### **1. Install PRAW (Python Reddit API Wrapper)**

In [3]:
#!pip install praw

#### From the [PRAW documentation](https://praw.readthedocs.io/en/stable/getting_started/quick_start.html):

#### Prerequisites

* **Python Knowledge**:
You need to know at least a little Python to use PRAW. PRAW supports Python 3.7+. If you have any issues, feel free to discuss with the instructional team.

* **Reddit Knowledge**:
A basic understanding of how Reddit works is a must. In the event you are not already familiar with Reddit start at [**Reddit Help**](https://support.reddithelp.com/hc/en-us).

* **Reddit Account**:
A Reddit account is required to access Reddit’s API. Create one at [**reddit.com**](https://www.reddit.com/).

* **Client ID & Client Secret**:
These two values are needed to access Reddit’s API as a script application (see [Authenticating via OAuth](https://praw.readthedocs.io/en/stable/getting_started/authentication.html#oauth) for other application types). If you don’t already have a client ID and client secret, follow [**Reddit’s First Steps Guide**](https://github.com/reddit-archive/reddit/wiki/OAuth2-Quick-Start-Example#first-steps) to create them.

* **User Agent**:
A user agent is a unique identifier that helps Reddit determine the source of network requests. To use Reddit’s API, you need a unique and descriptive user agent. The recommended format is `<platform>:<app ID>:<version string> (by u/<Reddit username>)`. For example, `android:com.example.myredditapp:v1.2.3 (by u/kemitche)`.

Read more about user agents at [Reddit’s API wiki page](https://github.com/reddit-archive/reddit/wiki/API).
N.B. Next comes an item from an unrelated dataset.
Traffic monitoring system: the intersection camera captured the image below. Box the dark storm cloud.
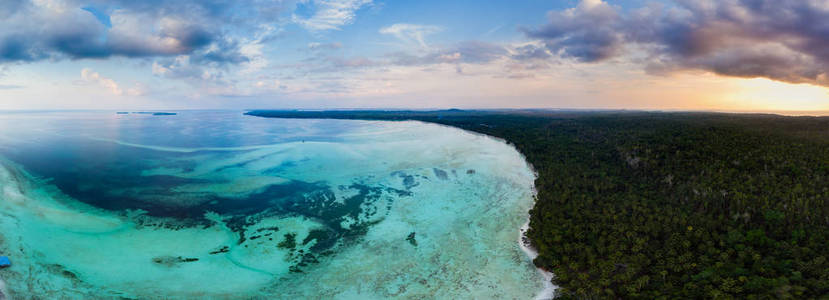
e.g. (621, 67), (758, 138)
(0, 0), (281, 64)
(524, 0), (829, 86)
### **2. Create a Reddit App**

As mentioned, to access the Reddit API, you'll need to create an application on Reddit and obtain your API credentials. Follow these steps:

- Go to the [**Reddit**](https://www.reddit.com/) website and either [**sign up for an account**](https://www.reddit.com/register) or log in to your existing account. *Feel free to create a throwaway account for this project!*
- Navigate to the [**Reddit Apps page**](https://www.reddit.com/prefs/apps).
- Click the "are you a developer? create an app..." button in the top left.
- Provide a name for your app (e.g., "PRAW"), select the app type ('script') , and optionally add a description. Use http://localhost:8080 as your redirect URI.
- After submitting the form, you will reach a page that looks like the following image. You'll see your application's details, including the client ID and client secret. Keep these credentials handy for the next step.

![Praw](https://www.honchosearch.com/hubfs/Imported_Blog_Media/Client-ID-Client-Secret.png)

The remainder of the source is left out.